Let us take you through a short biology class. As they go through photosynthesis, trees transfer carbohydrates into the earth, offering energy to the ground on which they stand. In exchange, the subsurface fungi link each plant together, ensuring that nutrients are dispersed uniformly across the region and no tree is left behind. This system is popularly dubbed the ‘wood wide web’ and it supplies vital information about all species on our planet. Suzanne Simard of the Mother Tree Project initially uncovered this link in her 1997 PhD thesis. Years later, Professor Thomas Crowther and his colleagues from the Crowther Lab at ETH Zurich and Stanford University utilized machine learning to map out the complicated network of fungus and bacteria that connects plants.
This database, which included 28,000 tree species from more than 70 nations, concluded that some germs are only found in certain parts of the globe. Researchers and conservationists will use this knowledge to work out how to restore certain bioregions throughout the world. Climate change’s consequences may also be investigated at a microscopic level. However, the race is on since this species of fungus is the most sensitive to climate warming.
Ectomycorrhizal fungi (or EM) are fungi that surround the roots of trees without piercing them. They are mainly found in cold, dry areas.

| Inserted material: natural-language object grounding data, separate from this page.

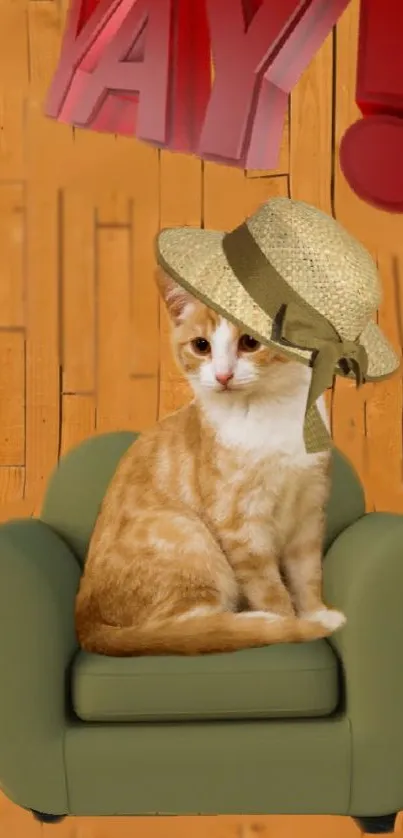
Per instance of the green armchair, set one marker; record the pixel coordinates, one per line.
(315, 728)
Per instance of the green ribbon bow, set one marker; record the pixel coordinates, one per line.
(296, 324)
(305, 330)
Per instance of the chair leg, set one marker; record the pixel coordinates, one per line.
(44, 818)
(376, 824)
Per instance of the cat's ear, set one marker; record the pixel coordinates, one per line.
(178, 302)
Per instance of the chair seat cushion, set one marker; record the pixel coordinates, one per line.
(281, 681)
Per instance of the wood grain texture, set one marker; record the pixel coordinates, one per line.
(84, 339)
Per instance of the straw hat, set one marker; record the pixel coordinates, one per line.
(293, 278)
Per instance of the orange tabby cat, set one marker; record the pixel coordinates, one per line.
(210, 535)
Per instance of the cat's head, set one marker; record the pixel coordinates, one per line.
(217, 356)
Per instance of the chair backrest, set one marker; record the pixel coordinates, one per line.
(77, 487)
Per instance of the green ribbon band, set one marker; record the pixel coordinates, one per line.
(296, 324)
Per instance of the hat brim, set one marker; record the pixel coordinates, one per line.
(196, 260)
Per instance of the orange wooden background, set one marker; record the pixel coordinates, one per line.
(83, 338)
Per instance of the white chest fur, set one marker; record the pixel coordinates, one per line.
(266, 426)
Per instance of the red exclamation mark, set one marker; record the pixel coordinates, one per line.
(371, 152)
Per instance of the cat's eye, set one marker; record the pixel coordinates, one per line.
(248, 344)
(201, 346)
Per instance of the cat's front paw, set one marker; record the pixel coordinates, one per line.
(328, 617)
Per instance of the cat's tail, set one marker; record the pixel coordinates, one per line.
(197, 635)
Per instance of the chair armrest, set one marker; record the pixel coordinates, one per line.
(39, 576)
(363, 576)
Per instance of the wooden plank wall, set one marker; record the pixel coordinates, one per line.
(84, 342)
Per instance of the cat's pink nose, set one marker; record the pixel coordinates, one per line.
(224, 377)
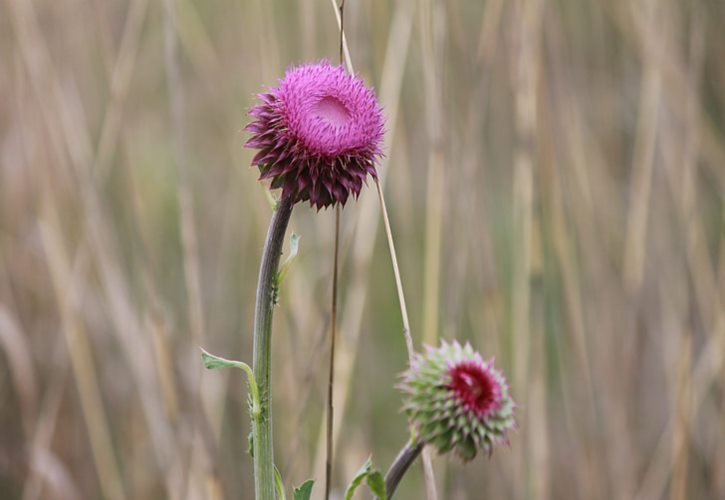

This permits the bacteria to absorb what they need without interfering with the free flow of data between the trees. This connection is also more successful in combating climate change than the one with its counterpart, arbuscular fungi (or AM), due to the quantity of carbon storage and the slower release mode. AM fungus infiltrates tree roots and generates a quicker carbon cycle in hotter, wetter regions. As the planet warms, forests at higher latitudes are starting to convert from EM to AM, losing their crucial communication network.
“This information will enable researchers scale up from the very tiny to the very huge,” says biologist Dr Merlin Sheldrake. More information is flowing in than ever before, with EM connecting 60% of the world’s 3 trillion trees. Algorithms used in the report could fill in the global map, allowing even sites not included in the research to be computed. Not only will scientists be able to see what is occurring in our ecosystems in real time, but they will also be able to make more precise forecasts about what will happen in the future. This social network of trees and their fungus gives crucial information for halting their and our planet’s deterioration.
Ectomycorrhizal fungi (or EM) are fungi that surround the roots of trees without piercing them. They are mainly found in cold, dry areas. This permits the bacteria to absorb what they need without interfering with the free flow of data between the trees. This connection is also more successful in combating climate change than the one with its counterpart, arbuscular fungi (or AM), due to the quantity of carbon storage and the slower release mode. AM fungus infiltrates tree roots and generates a quicker carbon cycle in hotter, wetter regions. As the planet warms, forests at higher latitudes are starting to convert from EM to AM, losing their crucial communication network.